If the "pending" folder is empty, the topic is said to be "quiescent". If new changes exist, that's like having the zipper need to zip upwards to finish being in sync. Once it is, the bottom of the zipper can unzip and older state can be forgotten.
We only need to keep around the agreed upon current state of a folder during a quiescent cycle. Note that something might depend on many folders (for example, a folder of rules for this election, another folder for members of the electorate) - so that's why some files might still be needed for another purpose across the group.
For example, an election might contain a phase where an election is proposed, but needs enough signatures. Then, it might need a phase for candidates to get signatures. finally, people need to vote on candidates, and the results are tallied.
The authoritative state machine(s) are operated on a specific user's box, but other members of the group can be observers in some cases. This is explained more in the final bivouac section.

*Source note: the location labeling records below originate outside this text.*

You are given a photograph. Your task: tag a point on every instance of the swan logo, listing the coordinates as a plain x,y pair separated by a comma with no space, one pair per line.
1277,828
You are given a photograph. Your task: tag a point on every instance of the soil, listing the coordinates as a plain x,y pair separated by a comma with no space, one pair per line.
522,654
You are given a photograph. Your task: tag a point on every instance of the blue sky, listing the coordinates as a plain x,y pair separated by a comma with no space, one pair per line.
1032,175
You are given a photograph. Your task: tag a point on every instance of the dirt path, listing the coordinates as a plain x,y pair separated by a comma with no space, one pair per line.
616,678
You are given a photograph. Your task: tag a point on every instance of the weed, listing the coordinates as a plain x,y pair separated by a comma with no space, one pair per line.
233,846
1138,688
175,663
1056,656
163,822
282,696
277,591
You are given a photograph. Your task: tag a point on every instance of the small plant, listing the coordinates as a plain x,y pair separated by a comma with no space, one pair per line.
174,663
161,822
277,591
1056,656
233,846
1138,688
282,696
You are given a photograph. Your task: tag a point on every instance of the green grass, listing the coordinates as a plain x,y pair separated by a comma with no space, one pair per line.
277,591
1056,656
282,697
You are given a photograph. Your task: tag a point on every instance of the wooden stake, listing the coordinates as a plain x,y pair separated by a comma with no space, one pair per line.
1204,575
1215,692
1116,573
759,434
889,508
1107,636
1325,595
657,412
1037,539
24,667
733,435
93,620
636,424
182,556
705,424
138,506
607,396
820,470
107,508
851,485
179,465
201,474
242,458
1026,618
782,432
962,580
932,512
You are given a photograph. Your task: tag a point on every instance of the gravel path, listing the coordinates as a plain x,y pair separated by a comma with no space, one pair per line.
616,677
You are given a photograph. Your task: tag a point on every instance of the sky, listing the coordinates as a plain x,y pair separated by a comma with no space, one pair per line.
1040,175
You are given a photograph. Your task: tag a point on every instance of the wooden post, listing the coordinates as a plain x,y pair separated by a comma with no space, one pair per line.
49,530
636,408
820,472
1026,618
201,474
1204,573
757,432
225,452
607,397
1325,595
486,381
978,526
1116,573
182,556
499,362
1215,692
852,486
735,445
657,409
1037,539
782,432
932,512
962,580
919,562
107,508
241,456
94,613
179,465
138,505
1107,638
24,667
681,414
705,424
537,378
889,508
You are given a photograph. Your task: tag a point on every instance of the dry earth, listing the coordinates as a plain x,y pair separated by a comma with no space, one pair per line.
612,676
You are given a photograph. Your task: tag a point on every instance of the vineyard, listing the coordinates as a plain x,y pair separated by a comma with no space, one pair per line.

Cicada will not sync files in your salted deny list tags (more on those in Decal).
Torrent Super-Seeding
Cicada can include definitions for super-seeding, just like torrents. For example, if you have 8 documents, you can start by sharing a cicada file to each friend detailing one of the documents, and they mirror on day one. Next, on day two they ask their other friends (if they're online) for the other docs. Maybe they're lucky and can assemble everything. Or, you've updated your cicada doc for each friend and now list 2 docs for each friend. If it's up to the clients, they'll try to sort randomly and evenly/opportunistically download from many.
Caching is not Mirroring
Just because a file is synced to your device for review does not mean that Bivouac will mirror it publicly on your site. You need to define or approve per folder or group (etc) whether something should auto-mirror or whether it requires your approval (or a specific amount of karma or specific tags to not be present, etc)
If you don't know a lot about a group, you can download the group's cicada file. If you're after particular decisions, you can download just their update files.
You can optionally mirror the known state/cicada file of other servers (for example, noting that another server claims to have specific portions or is caught up to a specific cycle or phase).